Here is an English translation of a column I co-write with Rep. Jim McGovern (D-Massachusetts), suggesting some next steps for resolving both Colombia’s hostage crisis and the ongoing tensions with Venezuela. It appears in today’s edition of the Colombian newspaper El Tiempo.
The Path to Peace in the Andes Is Through a Humanitarian Exchange
By Rep. Jim McGovern (D-Massachusetts) and Adam Isacson, Center for International Policy
Published in El Tiempo (Colombia), March 16, 2008
Colombia, Ecuador and Venezuela moved quickly back from the brink of war last week. While the saber-rattling has died down, tensions remain high. The South American neighbors may find that the best exit from this dilemma leads back through the way they came in: via the effort to win freedom for the FARC’s hostages.
Amid the threats and accusations of Venezuelan support for the guerrillas, the cruel fact remains that forty people – including [Delete: the] three Americans and French-Colombian politician Ingrid Betancourt – continue to languish in jungle camps with little hope of freedom.
President Ãlvaro Uribe’s abrupt cancellation of Hugo Chávez’s facilitating role triggered a tailspin in Colombian-Venezuelan relations. The two leaders began a war of words that has escalated for nearly four months now. In January, Chávez’s speeches began to include praise for the FARC, further inflaming Colombian public opinon.
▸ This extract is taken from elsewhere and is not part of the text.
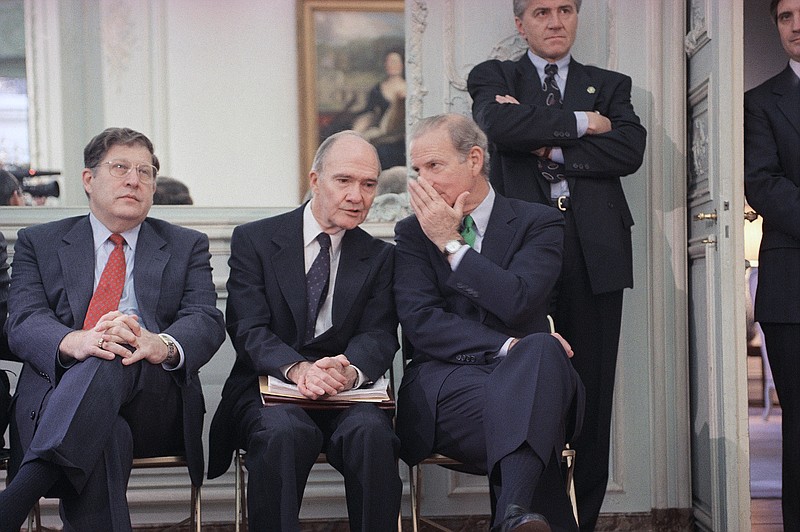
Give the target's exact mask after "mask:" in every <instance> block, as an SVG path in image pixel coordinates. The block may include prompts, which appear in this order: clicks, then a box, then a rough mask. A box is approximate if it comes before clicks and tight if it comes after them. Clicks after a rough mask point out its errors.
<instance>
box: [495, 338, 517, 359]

Amid all of this, Chavez and Senator Piedad Cordoba managed to convince the guerrillas to release six of its hostages unilaterally. But forty more await. Many are ill and desperate to be reunited with their loved ones.
The prisoner-exchange talks are badly stuck. Not only because of the Colombia-Venezuela spat, but because there is nobody to talk to.
An interlocutor is desperately needed to get things moving, to make quiet conversations possible. Some go-between, acceptable to both sides, who can quickly relay messages and propose compromise solutions.
It may be that both sides have some flexibility on the venue for talks. There may be “wiggle room” on issues like the size of the “security zone,” the presence of international observers, or who gets to carry what kind of weapons where. Both sides, meanwhile, have yet to make clear exactly what needs to be discussed and decided in this zone, and what can be ironed out beforehand.
With no interlocutor, there is no way to have a quiet dialogue about these questions. Instead, proposals get made in public forums like press conferences, and responded to in kind, usually rejected out of hand.
Right now, the FARC are talking only to the Venezuelan government, to the near-total exclusion of other interlocutors. The Colombian government rejects Venezuelan participation on future talks, because of the growing enmity with Chávez and a belief that Chávez is not an honest broker.
The facilitator must be acceptable to the Colombian government. Yet Venezuela cannot be shut out either.